Accuracy of diagnoses rendered using a live video telepathology network was assessed for permanent sections of surgical pathology specimens. To determine accuracy, telepathology diagnoses were compared with those obtained by directly viewing the glass slide using a standard microscope. A total of 294 cases were read via both telepathology and glass slide by attending pathologists at a tertiary care medical center. Overall accuracy was defined as exact concordance between diagnoses. Clinically insignificant differences in diagnoses were excluded to determine clinically significant accuracy. For the 285 cases with complete data, the overall accuracy for telepathology was 0.912 (95% confidence interval [CI], 0.872-0.941), whereas the overall accuracy for glass slide readings was 0.968 (95% CI, 0.939-0.985). This difference is statistically significant (p = 0.009).
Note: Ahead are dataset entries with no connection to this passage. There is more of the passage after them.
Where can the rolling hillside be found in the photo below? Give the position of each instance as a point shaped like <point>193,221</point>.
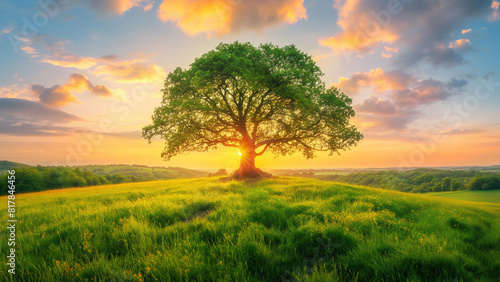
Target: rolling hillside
<point>7,165</point>
<point>280,229</point>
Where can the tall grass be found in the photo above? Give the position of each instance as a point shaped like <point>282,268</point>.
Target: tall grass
<point>282,229</point>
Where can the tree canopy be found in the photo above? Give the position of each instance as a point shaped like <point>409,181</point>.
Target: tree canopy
<point>257,99</point>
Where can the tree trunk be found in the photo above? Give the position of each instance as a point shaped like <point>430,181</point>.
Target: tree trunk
<point>247,168</point>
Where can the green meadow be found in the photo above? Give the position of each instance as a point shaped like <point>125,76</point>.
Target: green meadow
<point>489,196</point>
<point>279,229</point>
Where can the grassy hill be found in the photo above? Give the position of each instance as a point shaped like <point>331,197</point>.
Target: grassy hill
<point>145,172</point>
<point>281,229</point>
<point>491,196</point>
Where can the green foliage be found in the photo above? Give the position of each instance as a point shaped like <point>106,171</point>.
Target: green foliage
<point>252,97</point>
<point>484,182</point>
<point>281,229</point>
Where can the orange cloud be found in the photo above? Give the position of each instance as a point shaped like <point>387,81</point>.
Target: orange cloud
<point>130,71</point>
<point>389,51</point>
<point>58,96</point>
<point>459,44</point>
<point>72,61</point>
<point>361,29</point>
<point>223,16</point>
<point>378,78</point>
<point>16,91</point>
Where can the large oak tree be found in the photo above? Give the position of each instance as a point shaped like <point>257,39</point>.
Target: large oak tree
<point>257,99</point>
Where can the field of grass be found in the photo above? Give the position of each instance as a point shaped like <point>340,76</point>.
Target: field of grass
<point>490,196</point>
<point>280,229</point>
<point>145,172</point>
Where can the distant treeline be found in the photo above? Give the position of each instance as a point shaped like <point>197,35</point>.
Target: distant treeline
<point>33,179</point>
<point>422,180</point>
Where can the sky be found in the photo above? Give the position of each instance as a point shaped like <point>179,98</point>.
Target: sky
<point>80,79</point>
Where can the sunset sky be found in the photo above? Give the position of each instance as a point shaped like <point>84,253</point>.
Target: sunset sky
<point>79,79</point>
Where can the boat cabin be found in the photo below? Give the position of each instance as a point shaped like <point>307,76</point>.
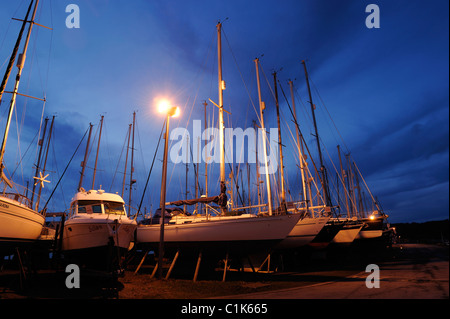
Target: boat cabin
<point>97,202</point>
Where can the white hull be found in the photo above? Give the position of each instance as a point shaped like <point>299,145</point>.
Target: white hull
<point>347,235</point>
<point>303,232</point>
<point>18,222</point>
<point>220,229</point>
<point>97,232</point>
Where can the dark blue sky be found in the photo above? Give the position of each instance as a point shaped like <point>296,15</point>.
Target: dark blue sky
<point>385,89</point>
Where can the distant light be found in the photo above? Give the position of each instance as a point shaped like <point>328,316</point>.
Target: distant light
<point>165,107</point>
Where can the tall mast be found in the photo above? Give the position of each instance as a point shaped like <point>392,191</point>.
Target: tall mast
<point>187,172</point>
<point>132,181</point>
<point>14,53</point>
<point>280,144</point>
<point>38,164</point>
<point>45,161</point>
<point>126,159</point>
<point>98,149</point>
<point>323,180</point>
<point>20,64</point>
<point>343,181</point>
<point>83,164</point>
<point>261,110</point>
<point>258,184</point>
<point>206,162</point>
<point>299,146</point>
<point>221,85</point>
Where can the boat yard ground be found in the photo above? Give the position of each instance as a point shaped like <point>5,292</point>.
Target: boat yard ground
<point>407,271</point>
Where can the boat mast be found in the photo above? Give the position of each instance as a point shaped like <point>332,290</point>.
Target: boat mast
<point>20,64</point>
<point>280,144</point>
<point>132,181</point>
<point>323,180</point>
<point>41,145</point>
<point>83,163</point>
<point>206,161</point>
<point>261,110</point>
<point>344,175</point>
<point>126,159</point>
<point>258,183</point>
<point>221,121</point>
<point>187,173</point>
<point>45,161</point>
<point>14,53</point>
<point>98,148</point>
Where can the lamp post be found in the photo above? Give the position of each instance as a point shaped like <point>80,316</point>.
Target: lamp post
<point>169,111</point>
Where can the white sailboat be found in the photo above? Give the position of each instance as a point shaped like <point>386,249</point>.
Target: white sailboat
<point>97,221</point>
<point>241,232</point>
<point>20,223</point>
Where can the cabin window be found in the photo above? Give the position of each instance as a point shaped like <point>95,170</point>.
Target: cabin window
<point>114,208</point>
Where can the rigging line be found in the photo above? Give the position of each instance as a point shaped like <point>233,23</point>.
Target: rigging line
<point>118,162</point>
<point>339,175</point>
<point>301,134</point>
<point>50,48</point>
<point>56,163</point>
<point>65,169</point>
<point>150,172</point>
<point>365,184</point>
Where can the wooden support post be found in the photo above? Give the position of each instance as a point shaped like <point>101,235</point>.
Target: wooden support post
<point>198,266</point>
<point>23,275</point>
<point>172,264</point>
<point>141,262</point>
<point>225,268</point>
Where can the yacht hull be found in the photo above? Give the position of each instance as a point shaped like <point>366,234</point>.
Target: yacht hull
<point>303,233</point>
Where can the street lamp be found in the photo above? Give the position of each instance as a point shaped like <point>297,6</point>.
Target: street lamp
<point>165,108</point>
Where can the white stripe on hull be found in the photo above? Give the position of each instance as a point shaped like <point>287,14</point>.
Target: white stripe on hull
<point>303,232</point>
<point>18,222</point>
<point>85,233</point>
<point>346,236</point>
<point>225,229</point>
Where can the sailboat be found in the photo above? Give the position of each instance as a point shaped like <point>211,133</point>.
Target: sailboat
<point>244,232</point>
<point>20,222</point>
<point>98,231</point>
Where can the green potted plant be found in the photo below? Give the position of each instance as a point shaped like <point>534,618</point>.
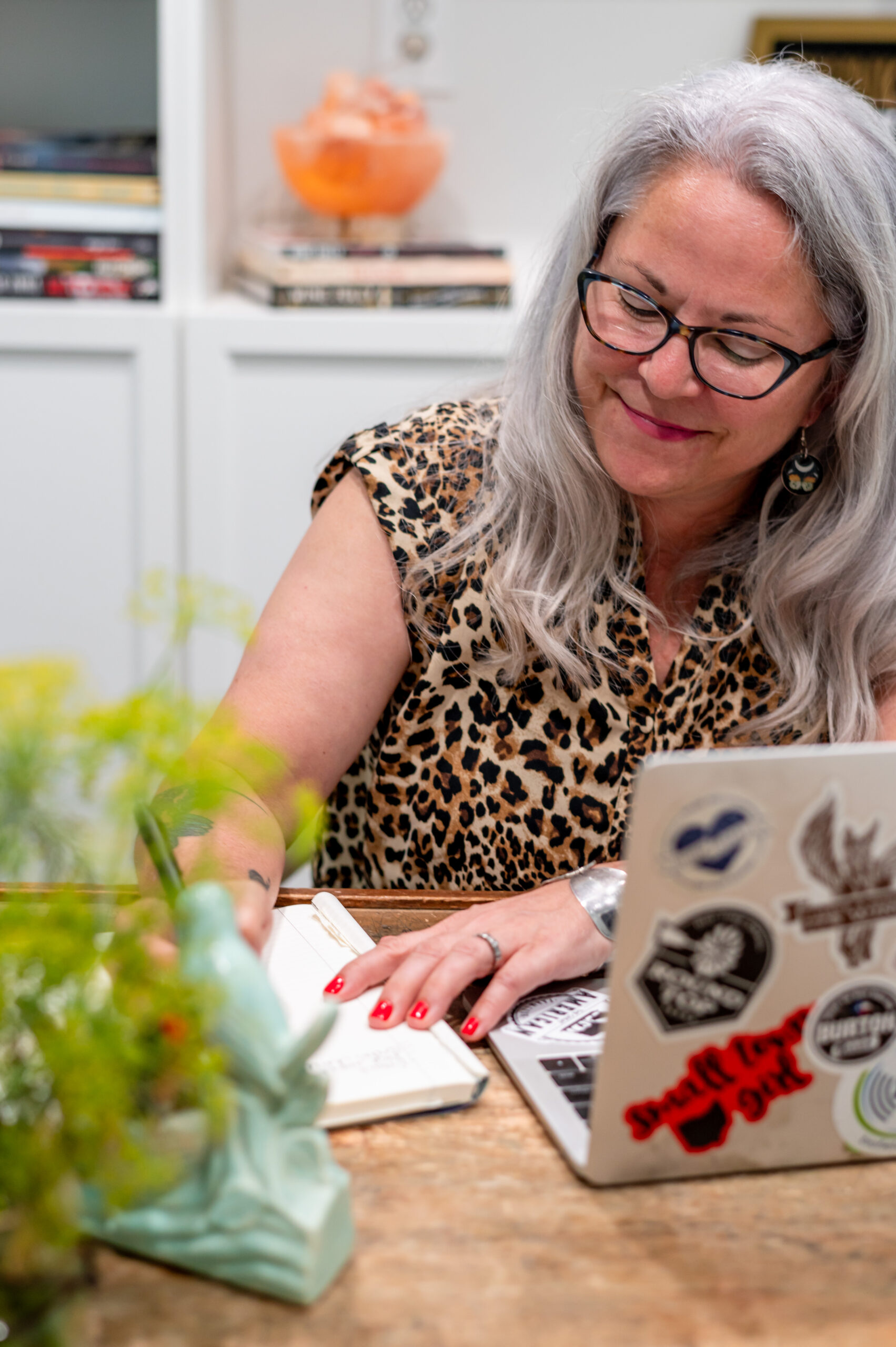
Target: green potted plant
<point>108,1086</point>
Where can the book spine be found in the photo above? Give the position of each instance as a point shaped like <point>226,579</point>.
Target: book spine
<point>327,251</point>
<point>76,243</point>
<point>376,297</point>
<point>127,154</point>
<point>68,271</point>
<point>15,285</point>
<point>56,186</point>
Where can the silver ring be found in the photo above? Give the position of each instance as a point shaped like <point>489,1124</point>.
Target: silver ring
<point>494,946</point>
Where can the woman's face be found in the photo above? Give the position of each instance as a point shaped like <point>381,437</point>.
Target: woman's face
<point>716,255</point>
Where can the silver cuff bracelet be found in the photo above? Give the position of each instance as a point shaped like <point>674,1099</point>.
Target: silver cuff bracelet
<point>599,888</point>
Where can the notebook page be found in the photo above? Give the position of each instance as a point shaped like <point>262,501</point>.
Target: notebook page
<point>371,1073</point>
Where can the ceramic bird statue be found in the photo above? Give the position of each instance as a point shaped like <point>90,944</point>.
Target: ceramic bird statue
<point>266,1208</point>
<point>250,1019</point>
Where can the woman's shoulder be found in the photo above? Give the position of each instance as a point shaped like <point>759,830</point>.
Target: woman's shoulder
<point>422,470</point>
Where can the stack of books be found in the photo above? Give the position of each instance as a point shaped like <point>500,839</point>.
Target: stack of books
<point>80,216</point>
<point>291,271</point>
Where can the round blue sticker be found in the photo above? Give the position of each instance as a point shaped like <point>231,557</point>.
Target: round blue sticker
<point>714,841</point>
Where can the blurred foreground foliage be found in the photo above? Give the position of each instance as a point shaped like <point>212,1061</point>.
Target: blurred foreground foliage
<point>108,1085</point>
<point>107,1078</point>
<point>72,768</point>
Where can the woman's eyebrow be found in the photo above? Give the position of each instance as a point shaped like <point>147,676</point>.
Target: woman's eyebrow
<point>724,318</point>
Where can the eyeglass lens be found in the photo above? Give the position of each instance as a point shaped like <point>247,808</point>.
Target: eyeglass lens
<point>633,325</point>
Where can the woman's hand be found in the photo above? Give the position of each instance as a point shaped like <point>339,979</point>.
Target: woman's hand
<point>543,935</point>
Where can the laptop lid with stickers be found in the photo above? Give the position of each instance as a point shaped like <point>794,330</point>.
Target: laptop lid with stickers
<point>753,987</point>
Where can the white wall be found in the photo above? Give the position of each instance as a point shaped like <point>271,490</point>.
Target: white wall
<point>535,84</point>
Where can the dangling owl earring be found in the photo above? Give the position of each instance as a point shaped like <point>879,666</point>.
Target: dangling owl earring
<point>802,473</point>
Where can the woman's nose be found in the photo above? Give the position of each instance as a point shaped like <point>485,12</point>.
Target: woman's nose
<point>669,372</point>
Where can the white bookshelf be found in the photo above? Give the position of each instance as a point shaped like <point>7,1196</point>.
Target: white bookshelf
<point>188,434</point>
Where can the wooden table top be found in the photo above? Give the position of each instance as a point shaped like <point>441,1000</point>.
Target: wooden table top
<point>472,1232</point>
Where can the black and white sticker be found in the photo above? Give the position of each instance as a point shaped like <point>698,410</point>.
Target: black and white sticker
<point>714,841</point>
<point>577,1014</point>
<point>705,968</point>
<point>853,1024</point>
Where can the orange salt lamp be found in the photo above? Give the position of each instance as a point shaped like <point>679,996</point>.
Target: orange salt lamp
<point>367,150</point>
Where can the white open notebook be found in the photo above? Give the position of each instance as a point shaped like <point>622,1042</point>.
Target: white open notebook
<point>373,1073</point>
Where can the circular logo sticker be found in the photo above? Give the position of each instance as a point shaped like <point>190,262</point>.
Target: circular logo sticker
<point>853,1026</point>
<point>865,1109</point>
<point>714,841</point>
<point>705,966</point>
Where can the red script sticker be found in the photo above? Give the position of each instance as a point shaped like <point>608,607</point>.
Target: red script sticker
<point>743,1077</point>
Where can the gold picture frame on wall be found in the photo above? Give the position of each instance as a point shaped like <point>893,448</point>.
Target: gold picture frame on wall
<point>860,52</point>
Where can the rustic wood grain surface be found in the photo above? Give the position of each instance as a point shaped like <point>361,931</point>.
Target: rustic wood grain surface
<point>472,1232</point>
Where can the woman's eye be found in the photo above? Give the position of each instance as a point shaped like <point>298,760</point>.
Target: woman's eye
<point>638,310</point>
<point>740,352</point>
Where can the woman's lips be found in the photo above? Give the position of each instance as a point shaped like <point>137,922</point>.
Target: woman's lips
<point>659,430</point>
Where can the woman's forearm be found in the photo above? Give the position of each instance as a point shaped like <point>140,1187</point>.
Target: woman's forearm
<point>235,841</point>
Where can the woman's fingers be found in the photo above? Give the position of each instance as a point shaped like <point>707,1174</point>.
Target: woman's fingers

When focusing on clinically significant discrepancies, where the difference in diagnosis might affect therapeutic decisions, the video accuracy was only slightly less than the glass slide accuracy (0.965 [95% CI, 0.934-0.982] vs. 0.982 [95% CI, 0.957-0.994], respectively), but this difference is not statistically significant (p = 0.302). Most of the cases with clinically significant differences involved lesions with inherently high interobserver variation. Certainty of diagnosis did not differ between video and glass slide readings (p = 0.911), but there was an association between certainty of diagnosis and diagnostic accuracy for video (p = 0.003 for clinically significant accuracies). Based on these findings, we recommend when using this telepathology system that only preliminary diagnoses should be given in the following situations: for diagnostic areas with known high interobserver variability; when the consultant has any degree of uncertainty about the presence or absence of the lesion in question; and when there is insufficient experience using telepathology as a diagnostic medium.